Editor’s Note: Friends of the MTA are a welcome support for New York’s subways

The volunteer program will prove rewarding for its volunteers and the stations they support.

New York City Council Member Lincoln Restler’s Friends of the MTA program will prove rewarding for its volunteers and stations they support, writes City & State Editor-in-Chief Ralph R. Ortega.

New York City Council Member Lincoln Restler’s Friends of the MTA program will prove rewarding for its volunteers and stations they support, writes City & State Editor-in-Chief Ralph R. Ortega. Lindsey Nicholson/UCG/Universal Images Group via Getty Images

The one thing I learned from volunteering for a worthwhile cause is that once you’ve done it, you get this urge to want to do it again. While attending Epiphany School in Manhattan in the 1970s, I volunteered to be an altar boy at 7 a.m. mass so much that I earned a coveted altar boy ring. It had no value, but it still meant a lot to me as a Catholic school student. As an adult, I joined my three sons for road cleanups and other jobs they did as Cub Scouts. It wasn’t always glamorous, but the rewards of volunteering with my boys for our community far outweighed the work.

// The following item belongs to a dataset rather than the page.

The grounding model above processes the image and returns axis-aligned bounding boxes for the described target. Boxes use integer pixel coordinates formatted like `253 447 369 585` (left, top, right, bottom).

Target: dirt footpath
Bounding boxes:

New York City Council Member Lincoln Restler picked up on this with the introduction of his new volunteer program, Friends of the MTA. This effort will recruit New Yorkers to volunteer and help make improvements to five Brooklyn subway stations. Restler told Gothamist that it will be like volunteering for the Parks Department or your school’s PTA. “I hope that by bringing together small business owners and neighbors and folks who believe in our mass transit system, we can actually make a difference in improving their experience,” Restler told Gothamist.

A Metropolitan Transportation Authority spokesperson commented to the news outlet that it was a welcome idea and that it complimented the agency’s other efforts to improve the rider experience. With the MTA’s struggles just to keep the subways on time, the agency is bound to reap the rewards of volunteers taking ownership of their stations. So will the volunteers.